第5話
「ふぅ‥」
風呂から出ると、僕はビールと作り置きのおつまみで晩酌を始めた。
姉妹は僕と入れ替わりに風呂へと向かった。
楽しそうな声がこっちまで聞こえて来て思わず笑顔になる。
「タバコ‥は流石にやめた方がいいよな」
風呂上がりのタバコも日課なのだが、姉妹がいることも考え諦める。
ヘビースモーカーというわけでは無いが、タバコの味と香りが好きで朝と夜は欠かさず吸っている。
昼間はバイトの五恋がいるから吸ってないし、思い返せば朝から吸ってない。
そんなどうでもいいことを考えていると、リビングのドアが開く。
「おにーさま、おふろでたよ〜!」
「うぉっと!?」
ソファの上をピョンと跳ねると右腕に抱きついてくる心露ちゃん。
いつの間にこんなに懐かれたのだろうと思いつつ、彼女に零さないようにビールの缶をテーブルに置く。
すると、廊下を歩く小さな足音が聞こえる。
「ココっ!まだ髪乾かして無いでしょ!」
さっきまで、ハーフアップ(って言うんだっけ?)にしていた髪を解き、長い髪になった咲葉ちゃんがリビングに入ってくる。
こうして見ると、僕に負けず劣らずの癖っ毛なのはよくわかる。
「咲葉ちゃん、そんなに走るとシャツが落ちちゃうよ」
「あっ!?み、見ちゃダメですよ!?」
「いや、見ないけど」
独身彼女無しの家には当然子供服など無いので、2人は着替え代わりに僕のTシャツを着てもらっている。
平均体型の僕だが流石に小学生には大き過ぎてシャツワンピースのようになっている。
心露ちゃんに至っては、ほぼ着ている意味が無いぐらいはだけて肌色面積が偉いことになっている。
「お酒飲んでいたんですか?」
「ん、ちょっと小腹が空いてね」
いつもならカフェの残った食材で簡単に済ませるのだが、姉妹にほとんど食べられてしまったので明日の営業を考えたら食べるものは無かった。

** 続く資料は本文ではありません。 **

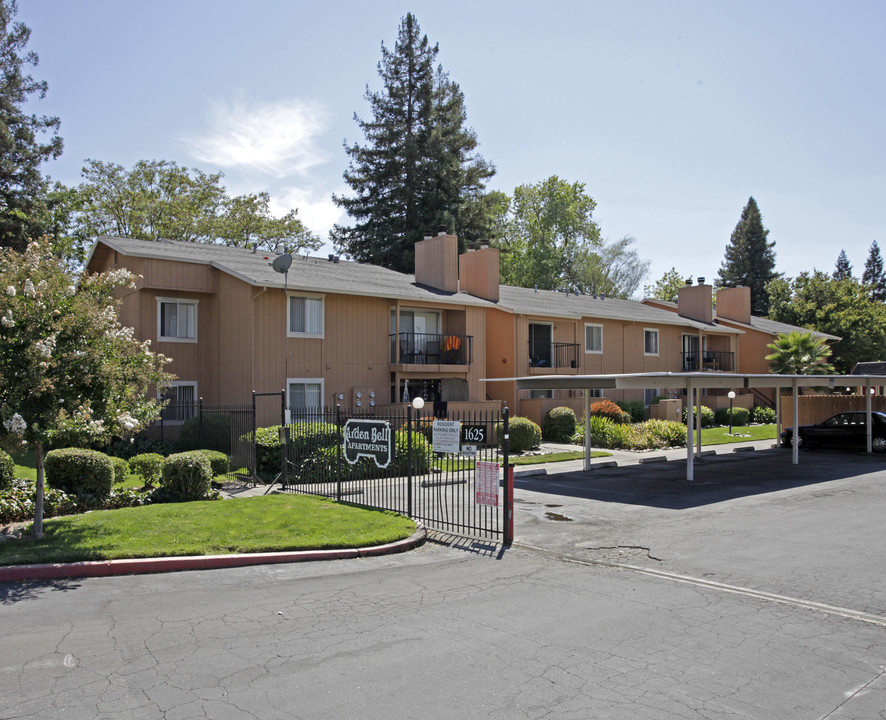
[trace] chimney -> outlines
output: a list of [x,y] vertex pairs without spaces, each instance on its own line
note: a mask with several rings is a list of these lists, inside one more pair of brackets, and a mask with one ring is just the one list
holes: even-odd
[[415,243],[415,282],[435,290],[458,292],[458,238],[441,235]]
[[751,289],[747,287],[717,290],[717,317],[751,324]]
[[698,320],[699,322],[714,321],[713,292],[710,285],[703,285],[698,279],[698,285],[684,285],[677,293],[677,314]]
[[[481,247],[458,258],[461,289],[475,297],[498,302],[499,289],[498,248]],[[538,292],[538,286],[535,291]]]

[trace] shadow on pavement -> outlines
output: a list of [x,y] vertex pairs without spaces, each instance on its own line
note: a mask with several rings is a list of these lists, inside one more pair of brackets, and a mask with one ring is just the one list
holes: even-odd
[[671,460],[518,478],[514,484],[517,490],[548,495],[684,510],[883,470],[882,455],[805,451],[793,465],[789,450],[775,449],[696,459],[691,483],[686,461]]

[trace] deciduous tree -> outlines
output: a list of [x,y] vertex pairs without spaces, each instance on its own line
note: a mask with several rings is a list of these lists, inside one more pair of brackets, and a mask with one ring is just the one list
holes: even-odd
[[751,312],[755,315],[766,315],[769,309],[766,284],[777,276],[775,242],[768,238],[769,231],[763,227],[757,201],[750,198],[732,231],[716,281],[717,287],[749,287]]
[[336,226],[336,247],[356,260],[412,272],[414,245],[446,225],[465,243],[488,237],[494,199],[485,195],[495,173],[466,126],[464,95],[441,67],[438,47],[407,14],[394,49],[381,48],[383,89],[366,88],[371,118],[354,115],[365,144],[345,144],[344,173],[352,195],[333,200],[355,223]]
[[115,290],[133,280],[115,270],[78,284],[48,241],[0,251],[0,442],[34,447],[37,537],[47,443],[123,437],[159,413],[157,391],[171,379],[167,358],[118,320]]
[[41,166],[61,155],[62,140],[57,117],[25,110],[46,96],[48,85],[30,75],[38,57],[27,49],[31,30],[15,20],[17,13],[15,0],[0,0],[0,246],[24,250],[28,238],[44,232]]

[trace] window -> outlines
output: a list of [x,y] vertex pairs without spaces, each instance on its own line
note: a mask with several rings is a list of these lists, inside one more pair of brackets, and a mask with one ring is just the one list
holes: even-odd
[[289,378],[286,407],[295,413],[323,409],[323,378]]
[[585,352],[603,352],[603,326],[585,325]]
[[289,296],[289,336],[323,337],[323,298]]
[[658,330],[643,329],[643,354],[658,355]]
[[163,408],[161,417],[163,422],[181,424],[190,420],[197,414],[197,383],[184,380],[176,380],[160,396],[161,400],[168,400]]
[[197,342],[197,301],[157,298],[157,335],[168,342]]

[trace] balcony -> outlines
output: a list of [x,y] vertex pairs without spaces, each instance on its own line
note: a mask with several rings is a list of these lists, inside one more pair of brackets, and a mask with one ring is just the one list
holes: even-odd
[[[683,372],[733,372],[735,370],[735,353],[722,352],[720,350],[705,350],[701,353],[681,353]],[[701,365],[699,366],[699,360]]]
[[398,362],[398,339],[403,365],[470,365],[474,357],[473,335],[394,333],[390,339],[392,364]]
[[578,343],[529,341],[529,367],[575,369],[578,367]]

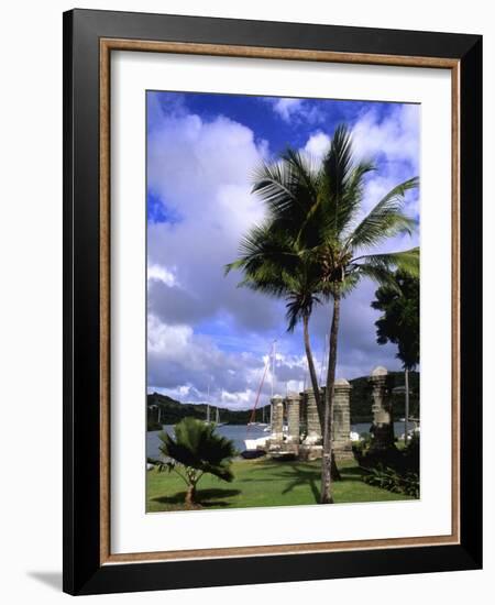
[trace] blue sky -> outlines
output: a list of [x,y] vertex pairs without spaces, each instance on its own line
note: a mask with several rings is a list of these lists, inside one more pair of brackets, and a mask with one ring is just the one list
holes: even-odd
[[[148,91],[148,391],[184,402],[251,407],[272,341],[277,340],[275,391],[307,381],[300,330],[289,334],[284,302],[237,288],[224,277],[241,237],[263,220],[251,175],[287,145],[321,158],[336,125],[353,132],[355,156],[375,161],[363,213],[394,185],[419,174],[420,108],[406,103],[283,99]],[[419,218],[418,194],[409,194]],[[417,245],[419,233],[382,250]],[[399,369],[392,345],[376,344],[371,309],[375,286],[363,282],[345,299],[338,375],[367,374],[375,365]],[[330,308],[311,320],[317,364],[323,359]],[[264,399],[270,393],[270,381]]]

と、いつのまに居なくなっていた心露ちゃんがリビングに駆け込んでくる。
「おにーさま、髪乾かして〜!」
ドライヤー片手に膝に飛び乗ってくる。
ショートヘアの彼女だが、タオルでもほとんど拭いていないのかグッショリ濡れていた。
「はいはい。あ、そこのコンセントに挿してくれるかい?」
「はーい!」
コードをつなぐとまたすぐに膝に戻ってくる。
まだ五恋が幼稚園児だった頃に髪を乾かした経験を思い出しながらドライヤーをかける。
「ん〜♫おにーさまじょうず♫」
「ははっ、そうかな?」
気持ちよさそうな顔をする心露ちゃん。
ショートの髪はあっという間に乾いた。
「はい、おしまい」
「おにーさま、ありがと!」
僕に軽く抱きついて膝を降りると、お気に入りになったらしいクッションに飛び込んでいく。
さて、ドライヤーを片付けるかと立ちあがろうとした瞬間───膝にまた重さが。
それもさっきよりちょっとだけ重い感触。
「あ、あの‥私もやってもらえませんか?」
控えめで照れたように、咲葉ちゃんもお願いしてくるのだった。